By Kirk Petersen
The Bishop of Maine has mandated that all 240 clergy in the diocese, and the 14 members of the diocesan staff, must be vaccinated against COVID-19 by the end of September, becoming the first diocese (with an asterisk) to set such a mandate.
The asterisk involves the Diocese of Oregon, which earlier in August mandated vaccinations for diocesan staff, but not for clergy, who were strongly encouraged to get vaccinated. Both dioceses have exceptions for people who have been advised against vaccination by a physician.
The Maine announcement has been widely publicized nationally. Ironically, any actual effect may happen outside the diocese, which encompasses the entire state. There appears to be very little vaccine resistance among either the clergy or the 1.3 million people in the state. Well over half the clergy have reported they already are vaccinated.
There’s also comparatively little COVID in Maine. Among the 50 states, Maine ranks 50th in terms of new COVID cases in the seven days ending August 25, according to a New York Times database.
The Rt.

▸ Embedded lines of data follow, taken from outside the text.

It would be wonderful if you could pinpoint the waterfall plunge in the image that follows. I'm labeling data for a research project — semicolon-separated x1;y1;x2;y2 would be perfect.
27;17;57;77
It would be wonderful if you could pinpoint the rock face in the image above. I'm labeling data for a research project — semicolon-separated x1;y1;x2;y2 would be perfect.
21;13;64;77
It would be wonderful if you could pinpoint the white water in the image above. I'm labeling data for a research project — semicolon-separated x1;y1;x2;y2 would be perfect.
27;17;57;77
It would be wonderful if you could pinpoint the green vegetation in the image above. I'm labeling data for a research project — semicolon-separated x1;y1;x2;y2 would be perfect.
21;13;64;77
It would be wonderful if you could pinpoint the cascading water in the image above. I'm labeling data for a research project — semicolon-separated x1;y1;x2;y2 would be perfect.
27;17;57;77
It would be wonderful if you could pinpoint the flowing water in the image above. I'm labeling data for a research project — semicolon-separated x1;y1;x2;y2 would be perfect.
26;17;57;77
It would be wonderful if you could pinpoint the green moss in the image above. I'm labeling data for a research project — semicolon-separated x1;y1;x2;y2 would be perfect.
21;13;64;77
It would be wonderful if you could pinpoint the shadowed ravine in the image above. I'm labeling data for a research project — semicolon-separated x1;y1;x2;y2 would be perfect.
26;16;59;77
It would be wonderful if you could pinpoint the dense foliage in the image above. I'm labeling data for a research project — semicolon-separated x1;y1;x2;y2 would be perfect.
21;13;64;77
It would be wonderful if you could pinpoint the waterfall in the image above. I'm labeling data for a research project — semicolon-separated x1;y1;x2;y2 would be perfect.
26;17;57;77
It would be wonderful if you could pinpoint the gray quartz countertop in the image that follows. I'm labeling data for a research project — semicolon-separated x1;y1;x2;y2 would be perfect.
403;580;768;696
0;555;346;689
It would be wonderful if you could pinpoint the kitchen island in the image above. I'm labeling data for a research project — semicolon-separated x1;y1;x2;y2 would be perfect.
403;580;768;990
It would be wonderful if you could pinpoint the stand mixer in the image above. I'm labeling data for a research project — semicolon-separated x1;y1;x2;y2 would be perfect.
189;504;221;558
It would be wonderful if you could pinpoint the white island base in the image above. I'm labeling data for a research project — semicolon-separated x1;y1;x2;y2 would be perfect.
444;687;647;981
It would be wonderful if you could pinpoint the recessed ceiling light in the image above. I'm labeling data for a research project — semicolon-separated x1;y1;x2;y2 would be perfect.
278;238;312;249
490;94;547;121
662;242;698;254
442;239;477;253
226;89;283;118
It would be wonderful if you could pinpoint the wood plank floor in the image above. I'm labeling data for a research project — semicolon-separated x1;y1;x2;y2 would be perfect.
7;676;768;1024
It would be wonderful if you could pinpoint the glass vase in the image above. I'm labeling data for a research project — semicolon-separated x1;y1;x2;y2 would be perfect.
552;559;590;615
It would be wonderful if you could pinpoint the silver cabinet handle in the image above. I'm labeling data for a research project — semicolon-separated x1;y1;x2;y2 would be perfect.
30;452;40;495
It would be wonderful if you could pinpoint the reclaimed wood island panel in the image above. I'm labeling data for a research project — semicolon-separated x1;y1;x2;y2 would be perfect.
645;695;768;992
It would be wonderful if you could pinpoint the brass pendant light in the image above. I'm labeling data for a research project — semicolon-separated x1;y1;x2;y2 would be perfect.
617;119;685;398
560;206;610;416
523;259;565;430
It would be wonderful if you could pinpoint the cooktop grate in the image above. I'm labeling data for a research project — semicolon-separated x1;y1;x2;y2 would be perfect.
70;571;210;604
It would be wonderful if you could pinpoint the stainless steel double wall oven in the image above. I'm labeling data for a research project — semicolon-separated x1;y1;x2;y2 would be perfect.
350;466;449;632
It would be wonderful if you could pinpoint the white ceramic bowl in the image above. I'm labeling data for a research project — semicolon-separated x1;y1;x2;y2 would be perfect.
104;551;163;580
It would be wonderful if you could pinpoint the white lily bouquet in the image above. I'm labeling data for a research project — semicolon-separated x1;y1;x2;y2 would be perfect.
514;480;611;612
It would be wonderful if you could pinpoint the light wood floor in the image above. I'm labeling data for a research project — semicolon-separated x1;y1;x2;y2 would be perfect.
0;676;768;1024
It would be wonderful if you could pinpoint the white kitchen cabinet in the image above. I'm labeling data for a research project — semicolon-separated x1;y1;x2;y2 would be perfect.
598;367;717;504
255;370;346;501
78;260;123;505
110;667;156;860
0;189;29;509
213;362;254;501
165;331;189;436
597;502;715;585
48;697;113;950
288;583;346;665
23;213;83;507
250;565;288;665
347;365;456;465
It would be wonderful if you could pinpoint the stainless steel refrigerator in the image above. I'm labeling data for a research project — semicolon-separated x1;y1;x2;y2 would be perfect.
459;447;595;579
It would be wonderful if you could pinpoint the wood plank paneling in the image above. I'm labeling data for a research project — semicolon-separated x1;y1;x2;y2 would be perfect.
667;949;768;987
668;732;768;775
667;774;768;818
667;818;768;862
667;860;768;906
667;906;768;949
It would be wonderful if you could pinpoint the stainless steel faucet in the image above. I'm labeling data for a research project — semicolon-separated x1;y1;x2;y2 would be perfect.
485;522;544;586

Rev. Thomas Brown, Bishop of Maine, is not surprised that Maine has the fewest new COVID cases. “Mainers are terribly resilient and terribly relational, and so there is a lot of regard for neighbors,” he told TLC. “Political ideology, religious differences, they sort of pass away in the face of wanting to look out for each other.”
Brown said he’s received no pushback from the new policy, which is “very different from the posture that I’ve held onto for the past 18 months.” His previous practice during the pandemic has been to give local congregations the information they need to make their own decisions about COVID precautions. He recommends mask-wearing for in-person worship, and even though he has not mandated it, he believes that all the churches holding services in person are voluntarily wearing masks. There is no current mask mandate for the state, although there was one earlier in the pandemic.
“This directive is grounded in our baptismal covenant in which we promise to seek and serve Christ in all persons, love our neighbor, and respect the dignity of every human being. This is a way for us to put those baptismal promises into real-life action,” the bishop said in making the announcement.